By that time, attitudes about women’s rights were shifting. Instead of describing her as unladylike, a Detroit newspaper declared that Walz was “a fine type of independent womanhood, about 40 years of age. She has a good physique and possesses a frank, friendly manner, inspiring confidence in her ability. She is actuated by a desire to benefit her countrymen.” The article goes on to list her many business and social accomplishments. This change in perception indicated the arrival of a more modern age that Walz herself may have helped create.
Over the next few years, Walz traveled around the United States, establishing branches of Calumet’s Suomen Nais-Yhdistys in other areas. She was active in the Michigan Women’s Christian Temperance Union, and was the American delegate to the International Women’s Christian Temperance Union meeting in Glasgow, Scotland in 1910. She subsequently participated in a women’s delegation to the Coolidge administration in Washington, D.C. As she became increasingly well-known around the country, newspapers began profiling her. Sometimes they referred to her (presumably with the best of intentions) as the “angel of the roundheads,” as Finnish immigrants were somewhat disparagingly known.

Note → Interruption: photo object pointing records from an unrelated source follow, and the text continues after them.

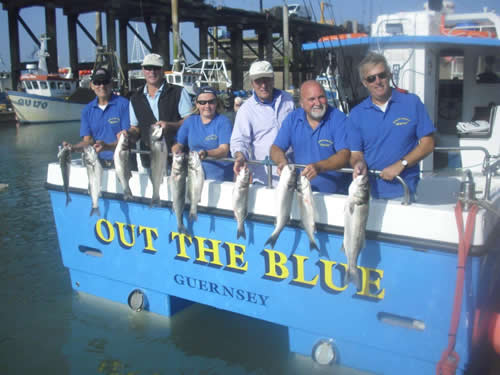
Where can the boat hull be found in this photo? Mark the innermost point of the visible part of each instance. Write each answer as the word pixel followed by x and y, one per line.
pixel 397 323
pixel 32 108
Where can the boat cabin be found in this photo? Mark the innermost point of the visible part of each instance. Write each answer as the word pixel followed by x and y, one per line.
pixel 451 61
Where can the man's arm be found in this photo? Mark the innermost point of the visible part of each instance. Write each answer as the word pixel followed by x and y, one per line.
pixel 336 161
pixel 424 148
pixel 78 147
pixel 278 156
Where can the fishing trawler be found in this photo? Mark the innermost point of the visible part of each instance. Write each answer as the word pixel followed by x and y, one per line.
pixel 399 320
pixel 45 96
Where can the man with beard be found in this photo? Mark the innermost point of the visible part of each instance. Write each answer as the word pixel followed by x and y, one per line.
pixel 316 132
pixel 389 131
pixel 258 121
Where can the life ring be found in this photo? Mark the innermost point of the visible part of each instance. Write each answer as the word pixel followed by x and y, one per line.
pixel 465 32
pixel 342 36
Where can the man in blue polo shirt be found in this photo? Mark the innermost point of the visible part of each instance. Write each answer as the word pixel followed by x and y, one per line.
pixel 389 131
pixel 103 118
pixel 316 133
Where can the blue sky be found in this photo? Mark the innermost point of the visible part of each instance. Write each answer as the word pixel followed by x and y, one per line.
pixel 362 10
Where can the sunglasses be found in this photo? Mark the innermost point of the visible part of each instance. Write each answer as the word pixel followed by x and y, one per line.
pixel 151 67
pixel 203 102
pixel 101 82
pixel 372 78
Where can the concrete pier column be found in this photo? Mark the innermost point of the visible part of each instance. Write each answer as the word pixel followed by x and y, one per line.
pixel 122 32
pixel 237 53
pixel 297 60
pixel 15 57
pixel 162 36
pixel 111 30
pixel 73 44
pixel 203 37
pixel 269 45
pixel 51 31
pixel 261 43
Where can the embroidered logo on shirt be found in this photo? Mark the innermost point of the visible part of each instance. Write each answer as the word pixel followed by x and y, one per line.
pixel 401 121
pixel 114 120
pixel 325 143
pixel 211 137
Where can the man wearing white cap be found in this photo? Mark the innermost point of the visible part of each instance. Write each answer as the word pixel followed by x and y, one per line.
pixel 157 103
pixel 258 121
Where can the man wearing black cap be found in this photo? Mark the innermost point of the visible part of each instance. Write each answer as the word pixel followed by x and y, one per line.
pixel 157 103
pixel 103 118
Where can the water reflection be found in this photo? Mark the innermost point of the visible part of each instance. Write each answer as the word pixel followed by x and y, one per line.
pixel 48 328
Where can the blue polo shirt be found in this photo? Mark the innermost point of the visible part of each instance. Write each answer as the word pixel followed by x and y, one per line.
pixel 104 125
pixel 310 146
pixel 386 137
pixel 198 136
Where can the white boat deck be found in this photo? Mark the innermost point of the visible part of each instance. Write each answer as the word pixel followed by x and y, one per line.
pixel 432 219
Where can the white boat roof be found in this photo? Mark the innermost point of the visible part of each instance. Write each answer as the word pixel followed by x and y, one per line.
pixel 439 41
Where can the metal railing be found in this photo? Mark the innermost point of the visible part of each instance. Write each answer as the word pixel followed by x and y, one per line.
pixel 488 168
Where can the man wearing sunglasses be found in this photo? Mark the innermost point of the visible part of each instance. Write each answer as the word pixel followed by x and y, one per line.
pixel 389 131
pixel 103 118
pixel 258 120
pixel 157 103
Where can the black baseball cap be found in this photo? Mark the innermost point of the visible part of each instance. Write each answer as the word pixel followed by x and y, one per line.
pixel 101 75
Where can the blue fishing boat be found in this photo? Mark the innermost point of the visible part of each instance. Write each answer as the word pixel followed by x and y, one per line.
pixel 428 271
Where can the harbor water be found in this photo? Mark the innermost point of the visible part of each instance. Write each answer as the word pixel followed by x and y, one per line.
pixel 48 328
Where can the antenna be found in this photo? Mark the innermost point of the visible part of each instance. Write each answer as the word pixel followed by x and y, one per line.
pixel 138 50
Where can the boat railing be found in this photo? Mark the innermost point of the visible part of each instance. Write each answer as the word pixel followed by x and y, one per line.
pixel 488 168
pixel 268 163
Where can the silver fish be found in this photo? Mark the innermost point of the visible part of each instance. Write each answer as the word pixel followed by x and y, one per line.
pixel 284 199
pixel 306 204
pixel 240 200
pixel 122 166
pixel 64 157
pixel 178 188
pixel 94 174
pixel 195 181
pixel 159 154
pixel 355 217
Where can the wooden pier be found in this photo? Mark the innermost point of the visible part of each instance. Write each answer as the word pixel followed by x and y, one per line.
pixel 157 17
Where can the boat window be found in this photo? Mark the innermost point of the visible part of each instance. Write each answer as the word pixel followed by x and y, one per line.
pixel 394 28
pixel 488 69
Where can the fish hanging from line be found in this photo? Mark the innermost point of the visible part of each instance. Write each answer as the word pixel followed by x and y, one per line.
pixel 64 156
pixel 284 199
pixel 122 165
pixel 355 218
pixel 240 200
pixel 94 174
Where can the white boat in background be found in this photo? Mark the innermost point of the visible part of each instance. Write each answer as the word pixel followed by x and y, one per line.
pixel 46 96
pixel 206 72
pixel 437 56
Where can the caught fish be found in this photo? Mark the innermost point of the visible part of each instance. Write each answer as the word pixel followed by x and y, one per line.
pixel 159 154
pixel 355 218
pixel 284 199
pixel 240 200
pixel 306 204
pixel 64 157
pixel 94 174
pixel 178 188
pixel 122 166
pixel 195 181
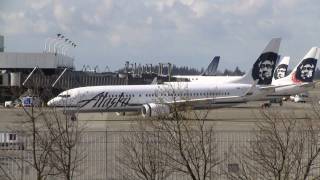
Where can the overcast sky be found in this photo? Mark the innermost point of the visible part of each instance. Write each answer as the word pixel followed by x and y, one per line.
pixel 184 32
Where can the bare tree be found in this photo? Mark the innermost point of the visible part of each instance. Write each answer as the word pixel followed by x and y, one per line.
pixel 282 148
pixel 140 158
pixel 65 133
pixel 179 145
pixel 41 142
pixel 54 139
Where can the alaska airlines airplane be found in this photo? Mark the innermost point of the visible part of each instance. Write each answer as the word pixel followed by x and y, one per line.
pixel 210 71
pixel 301 77
pixel 153 100
pixel 281 69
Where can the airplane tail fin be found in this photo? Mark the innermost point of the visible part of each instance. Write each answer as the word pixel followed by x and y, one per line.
pixel 281 69
pixel 305 70
pixel 263 68
pixel 212 68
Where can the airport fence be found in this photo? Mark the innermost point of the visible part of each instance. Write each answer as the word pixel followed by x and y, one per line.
pixel 102 150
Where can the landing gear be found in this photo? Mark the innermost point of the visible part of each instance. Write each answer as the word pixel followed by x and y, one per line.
pixel 266 105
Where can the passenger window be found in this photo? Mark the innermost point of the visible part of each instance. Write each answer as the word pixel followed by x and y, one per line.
pixel 12 137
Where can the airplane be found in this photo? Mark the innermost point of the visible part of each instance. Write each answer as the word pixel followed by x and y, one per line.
pixel 300 79
pixel 154 100
pixel 212 68
pixel 281 69
pixel 210 71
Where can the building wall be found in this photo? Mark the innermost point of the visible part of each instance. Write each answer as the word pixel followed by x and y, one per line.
pixel 31 60
pixel 1 43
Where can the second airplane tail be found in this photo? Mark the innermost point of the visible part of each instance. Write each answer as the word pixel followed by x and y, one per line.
pixel 263 68
pixel 212 68
pixel 304 72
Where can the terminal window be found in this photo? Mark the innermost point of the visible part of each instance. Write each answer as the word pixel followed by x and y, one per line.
pixel 12 137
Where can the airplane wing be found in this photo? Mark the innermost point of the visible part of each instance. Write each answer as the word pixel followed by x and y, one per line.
pixel 212 100
pixel 212 68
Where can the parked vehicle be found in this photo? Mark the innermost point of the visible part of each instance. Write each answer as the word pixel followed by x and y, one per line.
pixel 301 98
pixel 10 141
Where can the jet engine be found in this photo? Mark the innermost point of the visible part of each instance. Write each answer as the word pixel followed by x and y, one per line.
pixel 153 110
pixel 127 113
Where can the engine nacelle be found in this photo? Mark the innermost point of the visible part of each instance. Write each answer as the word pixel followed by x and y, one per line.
pixel 153 110
pixel 127 113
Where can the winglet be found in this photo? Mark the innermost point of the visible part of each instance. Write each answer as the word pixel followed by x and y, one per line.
pixel 212 67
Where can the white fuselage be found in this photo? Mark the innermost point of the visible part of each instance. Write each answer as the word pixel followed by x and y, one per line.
pixel 114 98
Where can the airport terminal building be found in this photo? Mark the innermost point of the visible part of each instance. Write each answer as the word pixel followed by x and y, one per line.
pixel 45 71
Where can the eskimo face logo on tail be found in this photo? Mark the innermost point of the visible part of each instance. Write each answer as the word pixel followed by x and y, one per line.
pixel 263 68
pixel 280 71
pixel 305 71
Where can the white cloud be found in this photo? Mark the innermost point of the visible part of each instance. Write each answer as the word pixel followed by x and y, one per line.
pixel 38 4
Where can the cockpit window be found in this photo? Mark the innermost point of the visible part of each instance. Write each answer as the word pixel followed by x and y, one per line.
pixel 64 95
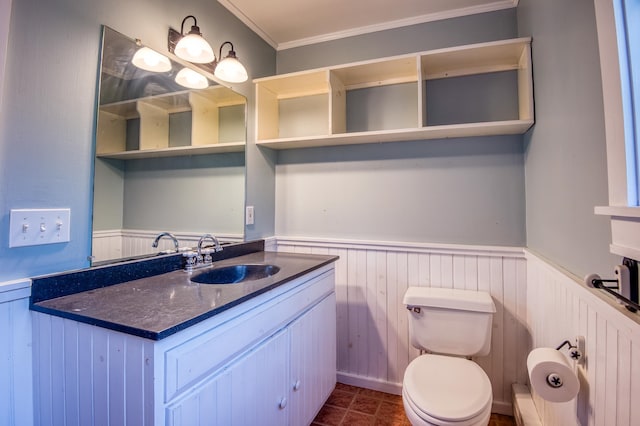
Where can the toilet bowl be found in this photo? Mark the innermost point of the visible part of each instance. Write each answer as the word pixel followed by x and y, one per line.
pixel 446 391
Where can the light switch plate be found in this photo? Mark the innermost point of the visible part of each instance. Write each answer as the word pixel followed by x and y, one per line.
pixel 249 216
pixel 31 227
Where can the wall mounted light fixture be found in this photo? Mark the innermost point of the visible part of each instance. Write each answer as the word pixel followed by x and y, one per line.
pixel 228 69
pixel 193 47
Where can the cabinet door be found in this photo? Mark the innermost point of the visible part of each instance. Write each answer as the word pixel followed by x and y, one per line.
pixel 251 391
pixel 313 360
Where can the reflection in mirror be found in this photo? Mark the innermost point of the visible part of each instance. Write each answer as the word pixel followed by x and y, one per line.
pixel 168 158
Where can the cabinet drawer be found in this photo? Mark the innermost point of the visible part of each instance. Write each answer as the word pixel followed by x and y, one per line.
pixel 194 360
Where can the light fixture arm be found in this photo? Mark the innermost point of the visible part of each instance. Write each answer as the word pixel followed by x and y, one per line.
pixel 194 28
pixel 232 52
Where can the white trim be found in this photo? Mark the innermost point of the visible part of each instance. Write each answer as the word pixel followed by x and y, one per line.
pixel 625 223
pixel 370 383
pixel 14 290
pixel 5 24
pixel 430 17
pixel 608 307
pixel 618 211
pixel 408 247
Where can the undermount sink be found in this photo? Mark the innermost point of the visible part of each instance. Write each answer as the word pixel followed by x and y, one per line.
pixel 235 274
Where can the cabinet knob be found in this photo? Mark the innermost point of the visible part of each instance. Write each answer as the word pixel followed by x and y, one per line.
pixel 283 403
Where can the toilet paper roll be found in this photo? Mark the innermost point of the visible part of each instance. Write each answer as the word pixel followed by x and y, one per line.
pixel 551 376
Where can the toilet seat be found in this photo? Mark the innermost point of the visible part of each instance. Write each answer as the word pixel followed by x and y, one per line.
pixel 445 390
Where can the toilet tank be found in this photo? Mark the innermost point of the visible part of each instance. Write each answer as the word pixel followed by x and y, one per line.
pixel 450 321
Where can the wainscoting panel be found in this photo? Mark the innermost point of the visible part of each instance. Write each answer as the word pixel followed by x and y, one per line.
pixel 371 279
pixel 16 389
pixel 561 307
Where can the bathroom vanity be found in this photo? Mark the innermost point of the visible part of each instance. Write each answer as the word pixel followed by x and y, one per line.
pixel 164 350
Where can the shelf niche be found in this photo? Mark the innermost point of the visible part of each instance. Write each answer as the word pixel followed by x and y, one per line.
pixel 401 98
pixel 182 123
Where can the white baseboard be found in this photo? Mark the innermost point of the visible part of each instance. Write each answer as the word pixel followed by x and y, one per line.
pixel 369 383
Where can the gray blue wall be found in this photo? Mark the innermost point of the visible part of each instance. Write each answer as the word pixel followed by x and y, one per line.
pixel 46 136
pixel 464 191
pixel 46 131
pixel 565 158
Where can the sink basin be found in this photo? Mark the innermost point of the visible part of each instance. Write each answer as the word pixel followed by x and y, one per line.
pixel 235 274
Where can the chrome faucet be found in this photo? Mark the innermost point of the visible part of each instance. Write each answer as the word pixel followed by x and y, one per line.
pixel 216 243
pixel 166 234
pixel 203 256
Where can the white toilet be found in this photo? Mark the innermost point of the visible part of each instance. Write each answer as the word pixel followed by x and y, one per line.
pixel 442 387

She was also called the “Jane Addams of Northern Michigan” for her community work.
Maggie Walz died in 1927 at the age of 65 at Memorial Hospital in Laurium, where she was being treated for pneumonia. Whether people viewed her as an angel or pioneer of social welfare, one thing is certain: Walz determined her own path in life. After making her way to an unfamiliar country, she proceeded to establish herself in the community. She worked to better the lives of her fellow Finnish immigrants and women in Calumet and beyond. She acted locally, nationally, and internationally to advance women’s rights, and was a powerful advocate for new American citizens.